In many lattice-based proposals, the magnitudes of error vectors and secret key vectors are not fixed. Yet the security analyses often consider them essentially fixed. This leaves open the possibility of a weak-key attack: an attacker could just hope that the key is sufficiently short (at least in some directions), and run a cheaper attack targeting such short secrets. The question is whether the cost of this attack decreases faster than the probability of the key being short.

One may note that this reasoning directly applied to the projected key in the uSVP attack as analyzed in [AGVW17] and is essentially the idea of pruned enumeration for BDD [LN13].

Problem 7.1
Assess the feasibility of weak-key attacks.

Problem 7.2
What about fixing the norm of the error terms?

8. Can one exploit decryption errors in schemes using Error Correcting Codes?

Several candidate Ring-LWE-based schemes improve error tolerance using error correction techniques. The analyses of decryption failure probability typically assume that the coefficients of the final error E = e' s + e s' + e'' have statistically independent coordinates. Unfortunately this is not formally true: for example, the probability that two fixed coefficients exceeds q/4 is strictly larger than the square of the probability that a fixed coefficient exceeds q/4.

Problem 8.1
Quantify these correlations and understand more precisely on the failure probability. What about fixing the Euclidean norm of the error terms?

Problem 8.2
Devise strategies that avoid this pitfall. A solution in this direction was proposed in the Mersenne scheme. The authors show that applying a pseudo-random permutation of the bits for the encoding and decoding provides a solution to that statistical independence issue.
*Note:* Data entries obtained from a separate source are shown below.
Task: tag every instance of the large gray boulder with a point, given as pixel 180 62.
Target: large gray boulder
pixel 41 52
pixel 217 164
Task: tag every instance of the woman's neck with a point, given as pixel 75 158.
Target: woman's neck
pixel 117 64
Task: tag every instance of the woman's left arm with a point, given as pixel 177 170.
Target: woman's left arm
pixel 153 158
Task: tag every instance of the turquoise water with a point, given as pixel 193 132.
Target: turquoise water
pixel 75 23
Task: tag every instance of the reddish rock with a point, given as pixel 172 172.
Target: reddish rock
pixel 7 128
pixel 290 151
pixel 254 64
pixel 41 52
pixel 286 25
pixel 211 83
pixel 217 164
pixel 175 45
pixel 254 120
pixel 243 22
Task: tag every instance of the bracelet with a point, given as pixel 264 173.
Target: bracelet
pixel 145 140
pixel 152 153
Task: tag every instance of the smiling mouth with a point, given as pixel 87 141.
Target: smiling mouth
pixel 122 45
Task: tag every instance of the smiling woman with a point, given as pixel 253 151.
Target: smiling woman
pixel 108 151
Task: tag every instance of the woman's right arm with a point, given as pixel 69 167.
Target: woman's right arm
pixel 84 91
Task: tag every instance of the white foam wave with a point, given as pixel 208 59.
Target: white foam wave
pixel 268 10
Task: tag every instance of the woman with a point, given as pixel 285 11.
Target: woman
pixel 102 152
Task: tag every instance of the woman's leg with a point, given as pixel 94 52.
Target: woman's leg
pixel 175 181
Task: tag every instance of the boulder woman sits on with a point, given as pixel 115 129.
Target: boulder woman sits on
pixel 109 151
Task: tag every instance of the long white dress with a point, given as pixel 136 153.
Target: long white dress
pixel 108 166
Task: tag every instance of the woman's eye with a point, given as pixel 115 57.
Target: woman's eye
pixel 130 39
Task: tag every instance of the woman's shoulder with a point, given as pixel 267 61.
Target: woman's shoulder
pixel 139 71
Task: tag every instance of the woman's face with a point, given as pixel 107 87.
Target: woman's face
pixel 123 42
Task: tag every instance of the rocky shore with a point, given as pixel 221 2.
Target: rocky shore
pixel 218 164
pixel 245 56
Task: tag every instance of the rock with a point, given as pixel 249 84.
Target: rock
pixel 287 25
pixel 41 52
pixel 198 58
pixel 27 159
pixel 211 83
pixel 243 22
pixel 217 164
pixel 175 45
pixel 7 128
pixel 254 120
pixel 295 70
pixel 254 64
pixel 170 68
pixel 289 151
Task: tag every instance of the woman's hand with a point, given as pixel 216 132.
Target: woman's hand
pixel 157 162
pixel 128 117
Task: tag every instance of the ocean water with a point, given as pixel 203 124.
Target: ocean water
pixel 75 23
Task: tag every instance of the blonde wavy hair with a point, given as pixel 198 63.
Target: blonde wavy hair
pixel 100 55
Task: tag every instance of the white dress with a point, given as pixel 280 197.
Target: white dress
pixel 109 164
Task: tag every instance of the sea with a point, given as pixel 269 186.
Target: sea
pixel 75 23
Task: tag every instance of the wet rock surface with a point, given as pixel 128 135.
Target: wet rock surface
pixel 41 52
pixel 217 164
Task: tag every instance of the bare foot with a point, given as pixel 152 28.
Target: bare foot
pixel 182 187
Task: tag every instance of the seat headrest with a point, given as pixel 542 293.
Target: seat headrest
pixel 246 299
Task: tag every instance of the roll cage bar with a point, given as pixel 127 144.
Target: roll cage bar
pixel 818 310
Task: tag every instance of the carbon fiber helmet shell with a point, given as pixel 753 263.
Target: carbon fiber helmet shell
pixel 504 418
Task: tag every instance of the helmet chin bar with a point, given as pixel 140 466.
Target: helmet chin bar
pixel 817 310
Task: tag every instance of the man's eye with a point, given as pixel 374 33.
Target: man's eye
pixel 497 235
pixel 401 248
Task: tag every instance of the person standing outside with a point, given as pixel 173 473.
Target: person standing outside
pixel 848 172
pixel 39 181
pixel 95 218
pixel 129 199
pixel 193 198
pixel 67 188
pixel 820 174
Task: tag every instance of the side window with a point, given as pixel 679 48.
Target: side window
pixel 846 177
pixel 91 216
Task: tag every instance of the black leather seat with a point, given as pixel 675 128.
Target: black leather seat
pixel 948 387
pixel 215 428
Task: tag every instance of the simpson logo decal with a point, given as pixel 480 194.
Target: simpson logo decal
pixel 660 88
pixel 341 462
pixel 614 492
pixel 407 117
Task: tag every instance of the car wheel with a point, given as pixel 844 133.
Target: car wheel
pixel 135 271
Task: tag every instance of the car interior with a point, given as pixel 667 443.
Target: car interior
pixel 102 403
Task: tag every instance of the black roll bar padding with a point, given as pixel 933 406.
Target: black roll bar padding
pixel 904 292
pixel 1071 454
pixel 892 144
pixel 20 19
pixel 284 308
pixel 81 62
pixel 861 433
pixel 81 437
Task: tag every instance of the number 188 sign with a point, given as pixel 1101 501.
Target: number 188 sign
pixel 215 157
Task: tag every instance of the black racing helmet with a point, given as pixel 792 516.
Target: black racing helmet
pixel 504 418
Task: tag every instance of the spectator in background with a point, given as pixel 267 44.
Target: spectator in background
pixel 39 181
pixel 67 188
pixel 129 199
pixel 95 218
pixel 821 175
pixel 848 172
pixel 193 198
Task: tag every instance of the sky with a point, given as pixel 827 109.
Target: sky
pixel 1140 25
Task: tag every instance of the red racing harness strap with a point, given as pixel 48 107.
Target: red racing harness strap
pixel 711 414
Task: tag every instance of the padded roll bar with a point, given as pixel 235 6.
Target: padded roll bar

9. Are the reductions to CCA-security tight?

Maintaining k bits of security through a Fujisaki-Okamoto-like transform to CCA security seems to require the failure probability of the base scheme to be ≈ 2^{-k} (or even 2^{-2k} in the quantum setting) for honestly generated ciphertexts, and this even if the number of decryption request is very limited. See, e.g., [HHK17]. Indeed, there is a pathological example where the attacker can simply bruteforce the random oracle, issue a handful of queries, and get the secret key as a response. However, the actual scenario in LWE-type schemes is more subtle, since part of the randomness triggering failure is not controlled by the adversary. Very rough arguments have been detailed in some proposals (e.g., Kyber) arguing that ≈ 2^{-2k} therefore seems an overkill.

Problem 9.1
Assert the tightness of the upgrades to CCA-security for the lattice-based submissions. This could be handled by improving the upgrades to CCA-security, by improving their analyses, or by describing attacks.

Problem 9.2
Circumvent the issue altogether, with better upgrades to CCA-security.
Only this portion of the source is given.